Wind power serves as a clean and sustainable form of energy. However, its generation is fraught with variability and uncertainty, owing to the stochastic and dynamic characteristics of wind. Accurate forecasting of wind power is indispensable for the efficient planning, operation, and grid integration of wind energy systems. In this paper, we introduce a novel forecasting method termed Temporal Collaborative Attention (TCOAT). This data-driven approach is designed to capture both temporal and spatial dependencies in wind power generation data, as well as discern long-term and short-term patterns. Utilizing attention mechanisms, TCOAT dynamically adjusts the weights of each input variable and time step based on their contextual relevance for forecasting. Furthermore, the method employs collaborative attention units to assimilate directional and global information from the input data. It also explicitly models the interactions and correlations among different variables or time steps through the use of self-attention and cross-attention mechanisms. To integrate long-term and short-term information effectively, TCOAT incorporates a temporal fusion layer that employs concatenation and mapping operations, along with hierarchical feature extraction and aggregation.

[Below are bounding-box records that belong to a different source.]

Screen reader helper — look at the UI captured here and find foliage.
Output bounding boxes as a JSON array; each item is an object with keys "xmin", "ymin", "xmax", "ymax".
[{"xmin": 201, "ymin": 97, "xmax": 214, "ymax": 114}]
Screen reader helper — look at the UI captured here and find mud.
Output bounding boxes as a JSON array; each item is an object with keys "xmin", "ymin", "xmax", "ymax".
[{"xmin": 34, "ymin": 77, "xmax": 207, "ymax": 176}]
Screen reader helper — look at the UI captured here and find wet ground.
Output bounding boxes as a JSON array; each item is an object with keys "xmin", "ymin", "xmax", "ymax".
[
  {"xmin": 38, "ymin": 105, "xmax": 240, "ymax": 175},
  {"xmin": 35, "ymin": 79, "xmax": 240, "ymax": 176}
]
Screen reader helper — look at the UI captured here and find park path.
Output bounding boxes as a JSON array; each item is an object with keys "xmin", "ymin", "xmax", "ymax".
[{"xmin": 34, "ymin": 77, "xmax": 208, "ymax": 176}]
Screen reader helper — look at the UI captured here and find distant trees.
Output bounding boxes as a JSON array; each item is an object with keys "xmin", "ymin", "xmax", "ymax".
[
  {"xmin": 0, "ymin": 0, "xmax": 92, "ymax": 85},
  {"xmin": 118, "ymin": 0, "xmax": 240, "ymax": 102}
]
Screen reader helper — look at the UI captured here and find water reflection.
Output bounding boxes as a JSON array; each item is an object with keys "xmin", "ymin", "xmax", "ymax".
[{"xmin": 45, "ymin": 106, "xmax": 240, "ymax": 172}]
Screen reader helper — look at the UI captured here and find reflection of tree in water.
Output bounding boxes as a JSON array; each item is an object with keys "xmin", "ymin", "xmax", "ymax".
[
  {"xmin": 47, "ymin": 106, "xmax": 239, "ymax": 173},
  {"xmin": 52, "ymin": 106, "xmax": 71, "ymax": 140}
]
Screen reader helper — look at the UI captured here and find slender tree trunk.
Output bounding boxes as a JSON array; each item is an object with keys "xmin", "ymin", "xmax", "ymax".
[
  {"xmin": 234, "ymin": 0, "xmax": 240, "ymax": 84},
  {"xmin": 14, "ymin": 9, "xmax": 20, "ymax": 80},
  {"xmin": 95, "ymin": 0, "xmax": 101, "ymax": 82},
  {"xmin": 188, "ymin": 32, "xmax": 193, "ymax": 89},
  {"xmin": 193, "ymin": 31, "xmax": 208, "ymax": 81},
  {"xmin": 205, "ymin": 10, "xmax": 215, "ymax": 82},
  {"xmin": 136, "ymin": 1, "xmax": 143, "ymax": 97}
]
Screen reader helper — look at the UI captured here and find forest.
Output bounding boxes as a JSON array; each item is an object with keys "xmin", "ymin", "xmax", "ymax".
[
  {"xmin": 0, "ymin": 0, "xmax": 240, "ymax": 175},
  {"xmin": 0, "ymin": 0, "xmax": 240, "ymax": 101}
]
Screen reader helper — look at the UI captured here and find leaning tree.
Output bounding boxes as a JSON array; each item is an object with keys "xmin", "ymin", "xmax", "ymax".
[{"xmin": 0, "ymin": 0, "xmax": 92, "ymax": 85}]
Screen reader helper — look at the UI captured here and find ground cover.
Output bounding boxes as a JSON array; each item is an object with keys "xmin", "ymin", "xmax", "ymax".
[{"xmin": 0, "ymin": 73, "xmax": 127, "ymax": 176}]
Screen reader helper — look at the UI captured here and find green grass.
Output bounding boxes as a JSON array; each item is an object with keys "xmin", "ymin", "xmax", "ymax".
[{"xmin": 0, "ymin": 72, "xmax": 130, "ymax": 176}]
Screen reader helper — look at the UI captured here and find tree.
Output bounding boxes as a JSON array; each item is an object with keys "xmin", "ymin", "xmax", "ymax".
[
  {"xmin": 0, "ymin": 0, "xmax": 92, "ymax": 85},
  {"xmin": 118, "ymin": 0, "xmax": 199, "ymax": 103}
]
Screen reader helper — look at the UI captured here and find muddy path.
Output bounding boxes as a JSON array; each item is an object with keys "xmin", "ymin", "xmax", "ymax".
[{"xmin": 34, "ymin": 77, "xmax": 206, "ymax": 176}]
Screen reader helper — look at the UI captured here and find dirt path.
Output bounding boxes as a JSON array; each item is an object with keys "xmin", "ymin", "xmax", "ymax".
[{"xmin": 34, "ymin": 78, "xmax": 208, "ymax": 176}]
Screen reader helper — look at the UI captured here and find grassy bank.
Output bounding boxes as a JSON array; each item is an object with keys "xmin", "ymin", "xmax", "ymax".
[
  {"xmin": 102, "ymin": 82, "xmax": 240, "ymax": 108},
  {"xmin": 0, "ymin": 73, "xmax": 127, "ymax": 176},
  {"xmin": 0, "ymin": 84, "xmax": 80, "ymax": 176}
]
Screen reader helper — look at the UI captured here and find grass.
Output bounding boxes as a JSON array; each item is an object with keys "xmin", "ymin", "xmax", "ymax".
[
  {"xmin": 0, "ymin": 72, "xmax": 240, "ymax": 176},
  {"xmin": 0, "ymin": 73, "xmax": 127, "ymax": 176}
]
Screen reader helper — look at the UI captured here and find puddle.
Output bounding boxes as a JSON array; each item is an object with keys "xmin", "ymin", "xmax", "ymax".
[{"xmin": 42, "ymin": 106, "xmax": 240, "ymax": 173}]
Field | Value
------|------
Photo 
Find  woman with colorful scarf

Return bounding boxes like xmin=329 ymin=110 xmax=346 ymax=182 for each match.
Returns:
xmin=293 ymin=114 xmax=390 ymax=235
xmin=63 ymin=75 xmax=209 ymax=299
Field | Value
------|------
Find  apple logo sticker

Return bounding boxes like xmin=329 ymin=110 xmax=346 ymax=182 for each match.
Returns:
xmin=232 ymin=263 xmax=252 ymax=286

We validate the efficacy of TCOAT through extensive experiments on a real-world wind power generation dataset from Greece and compare its performance against twenty-two state-of-the-art methods. Experimental results demonstrate that TCOAT outperforms existing methods in terms of both accuracy and robustness in wind power forecasting. Moreover, we conduct a generality study on an additional real-world dataset from a different climate condition and wind power characteristics. The results show that TCOAT can achieve comparable or better performance than the state-of-the-art methods, confirming the generalization ability of TCOAT.